Anomaly-based Intrusion Detection System

 

Existing detection systems either are not capable in detecting network intrusions or suffer from high false alarm rates. The developed Intrusion Detection System (IDS) is based on advanced statistical methods to rapidly detect network intrusions while maintaining a low false alarm rate. The IDS can rapidly detect a wide spectrum of internal and external intrusions such as denial-of-service (DoS) attacks, worm attacks, port scanning, etc. The system is anomaly-based. It analyses network traffic and rapidly detects even new unknown intrusions.

 

The objective is to rapidly detect internal and external network intrusions, while controlling the false alarm rate at a given low level. The system is capable of providing information for network analysts to focus on suspect anomalous data and connections. Rapid detection is essential in ultra high-speed networks to preserve detailed raw data required for forensic investigation.

 

Detection of intrusions at network packet level – Advanced nonparametric change-point detection (CPD) methods are used to detect a wide variety of internal and external intrusions with minimal detection delays, while maintaining the false alarm rate at a prescribed low level. The developed algorithms are computationally efficient and allow for real time detection even in ultra high-speed networks at gigabit rates.  The IDS is self-learning and adapts to changing baseline traffic and unknown attack patterns.

 

Simulation Experiments:

 

For simulations we have used a testbed network simulator NS with a network consisting of 100 nodes configured into a transit-stub topology which is depicted by Figure 1. The network contained one transit domain, four transit nodes, and 12 stub domains with 96 nodes. Under regular conditions, the traffic consisted of approximately 5% ICMP packets, 15–20% UDP packets, and 75–80% TCP packets. The attacker’s activity represented less than 1% of traffic. After a 120 second period (measured using the simulator time) of regular traffic we have initiated one of the following three kinds of DoS attacks targeted at the victim node: TCP SYN Flooding, UDP Packet Storm, and ICMP Ping Flooding DoS attacks. During a DoS attack the attacker’s traffic rapidly increased, reaching 20% of all traffic. We have considered two scenarios for the attacker’s traffic increase: linear and abrupt.
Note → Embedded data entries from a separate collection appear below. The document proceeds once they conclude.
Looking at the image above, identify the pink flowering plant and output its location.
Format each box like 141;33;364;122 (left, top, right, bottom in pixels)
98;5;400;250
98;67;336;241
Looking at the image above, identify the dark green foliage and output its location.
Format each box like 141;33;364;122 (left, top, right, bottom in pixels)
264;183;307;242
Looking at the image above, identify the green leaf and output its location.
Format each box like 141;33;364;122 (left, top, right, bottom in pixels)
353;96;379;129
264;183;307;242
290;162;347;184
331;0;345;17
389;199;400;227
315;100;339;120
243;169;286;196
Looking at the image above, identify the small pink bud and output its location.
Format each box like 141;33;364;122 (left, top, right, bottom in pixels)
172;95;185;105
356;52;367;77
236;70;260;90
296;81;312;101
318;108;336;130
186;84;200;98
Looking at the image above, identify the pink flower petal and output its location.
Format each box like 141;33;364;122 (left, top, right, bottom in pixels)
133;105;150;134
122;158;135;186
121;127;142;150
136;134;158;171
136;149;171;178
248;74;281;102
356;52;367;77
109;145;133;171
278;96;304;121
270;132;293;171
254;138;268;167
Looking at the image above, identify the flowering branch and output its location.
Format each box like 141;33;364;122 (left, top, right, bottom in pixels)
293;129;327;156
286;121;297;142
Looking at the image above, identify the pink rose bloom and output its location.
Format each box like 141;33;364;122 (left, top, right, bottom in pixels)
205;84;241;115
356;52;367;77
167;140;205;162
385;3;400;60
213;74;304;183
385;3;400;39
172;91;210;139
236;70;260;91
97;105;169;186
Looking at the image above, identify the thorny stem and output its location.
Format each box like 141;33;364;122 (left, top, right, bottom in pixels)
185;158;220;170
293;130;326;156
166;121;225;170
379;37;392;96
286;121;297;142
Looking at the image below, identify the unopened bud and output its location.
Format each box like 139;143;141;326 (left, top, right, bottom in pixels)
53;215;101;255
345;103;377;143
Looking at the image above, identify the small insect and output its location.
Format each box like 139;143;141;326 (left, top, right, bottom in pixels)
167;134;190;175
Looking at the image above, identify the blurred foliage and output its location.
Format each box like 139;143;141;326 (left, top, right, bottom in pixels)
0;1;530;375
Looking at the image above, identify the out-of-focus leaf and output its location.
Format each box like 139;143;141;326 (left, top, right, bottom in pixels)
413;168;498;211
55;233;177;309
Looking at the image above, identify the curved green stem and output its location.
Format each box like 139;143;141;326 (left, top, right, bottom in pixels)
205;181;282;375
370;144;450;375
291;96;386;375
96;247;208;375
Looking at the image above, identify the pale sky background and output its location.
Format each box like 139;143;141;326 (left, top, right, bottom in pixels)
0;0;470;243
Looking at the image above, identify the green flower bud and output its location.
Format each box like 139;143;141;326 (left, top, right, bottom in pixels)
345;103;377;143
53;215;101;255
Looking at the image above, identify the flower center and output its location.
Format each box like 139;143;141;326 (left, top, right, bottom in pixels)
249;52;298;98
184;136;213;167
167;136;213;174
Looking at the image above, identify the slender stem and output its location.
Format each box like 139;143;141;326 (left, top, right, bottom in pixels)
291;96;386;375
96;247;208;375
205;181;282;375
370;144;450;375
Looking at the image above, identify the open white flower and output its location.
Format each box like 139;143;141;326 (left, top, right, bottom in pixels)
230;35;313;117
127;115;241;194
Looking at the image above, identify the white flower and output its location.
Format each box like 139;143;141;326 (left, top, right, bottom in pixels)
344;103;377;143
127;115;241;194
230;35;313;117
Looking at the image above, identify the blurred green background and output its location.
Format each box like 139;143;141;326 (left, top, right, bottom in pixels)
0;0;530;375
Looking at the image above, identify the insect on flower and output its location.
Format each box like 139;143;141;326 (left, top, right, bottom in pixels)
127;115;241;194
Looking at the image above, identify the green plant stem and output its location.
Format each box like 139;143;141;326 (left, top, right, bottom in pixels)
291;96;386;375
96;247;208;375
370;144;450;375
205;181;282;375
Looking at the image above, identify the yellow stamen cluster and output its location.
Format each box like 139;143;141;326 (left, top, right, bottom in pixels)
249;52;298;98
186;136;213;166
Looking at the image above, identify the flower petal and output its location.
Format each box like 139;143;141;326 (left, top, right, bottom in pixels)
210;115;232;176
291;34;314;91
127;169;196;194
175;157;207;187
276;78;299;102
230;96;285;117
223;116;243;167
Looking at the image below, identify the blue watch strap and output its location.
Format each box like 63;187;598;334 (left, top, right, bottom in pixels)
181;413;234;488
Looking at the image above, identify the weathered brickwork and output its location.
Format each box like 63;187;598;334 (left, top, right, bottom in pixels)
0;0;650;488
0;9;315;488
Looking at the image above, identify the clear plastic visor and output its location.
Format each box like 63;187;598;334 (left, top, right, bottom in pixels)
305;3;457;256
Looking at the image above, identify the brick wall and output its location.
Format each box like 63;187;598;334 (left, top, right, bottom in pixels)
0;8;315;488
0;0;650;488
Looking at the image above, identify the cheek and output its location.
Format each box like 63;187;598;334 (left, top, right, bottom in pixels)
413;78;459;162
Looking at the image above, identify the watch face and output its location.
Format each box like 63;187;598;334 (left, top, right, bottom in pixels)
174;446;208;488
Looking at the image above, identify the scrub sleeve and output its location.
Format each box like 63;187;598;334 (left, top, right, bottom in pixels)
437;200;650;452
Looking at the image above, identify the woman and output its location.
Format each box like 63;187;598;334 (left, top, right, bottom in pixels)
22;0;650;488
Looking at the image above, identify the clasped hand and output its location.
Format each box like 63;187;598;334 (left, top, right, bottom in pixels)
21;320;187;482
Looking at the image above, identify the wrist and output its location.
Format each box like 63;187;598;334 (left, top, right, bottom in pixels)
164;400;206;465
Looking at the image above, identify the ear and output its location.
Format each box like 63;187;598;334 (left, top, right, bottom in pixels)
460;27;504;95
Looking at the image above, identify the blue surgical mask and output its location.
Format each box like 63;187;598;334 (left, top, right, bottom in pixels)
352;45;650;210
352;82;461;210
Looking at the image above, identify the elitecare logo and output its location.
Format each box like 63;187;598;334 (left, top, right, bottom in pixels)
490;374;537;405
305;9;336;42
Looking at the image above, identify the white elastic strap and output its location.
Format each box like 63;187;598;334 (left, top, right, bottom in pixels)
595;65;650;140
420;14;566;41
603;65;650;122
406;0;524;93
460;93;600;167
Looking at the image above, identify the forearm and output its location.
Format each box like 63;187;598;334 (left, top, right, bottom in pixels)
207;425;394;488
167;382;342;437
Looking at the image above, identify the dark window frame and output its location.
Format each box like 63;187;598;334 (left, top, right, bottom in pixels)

In the former case, the level of 20% of all traffic was reached in a linear manner during a 60 second interval, while in the latter situation the traffic increased to the 20% level immediately after the beginning of the attack.

 

CAMS investigators include Boris Rozovsky, Alexander Tartakovsky and Rudolf Blazek.

 

                                                            Figure 1. Transit-stub network topology used in simulations

 

> Movie 1. Detection of the ICMP DoS attack

 

> Movie 2. Rapid detection of port scanning

 

Movie 1 shows the behavior of the detection statistic for the ICMP DoS attack and UDP normal traffic (green). After the attach starts, the statistic rapidly increases and crosses a threshold. At this moment the attack detection is declared.

 

Movie 2 illustrates the detection of port scanning. The statistic rapidly grows when port scanning starts.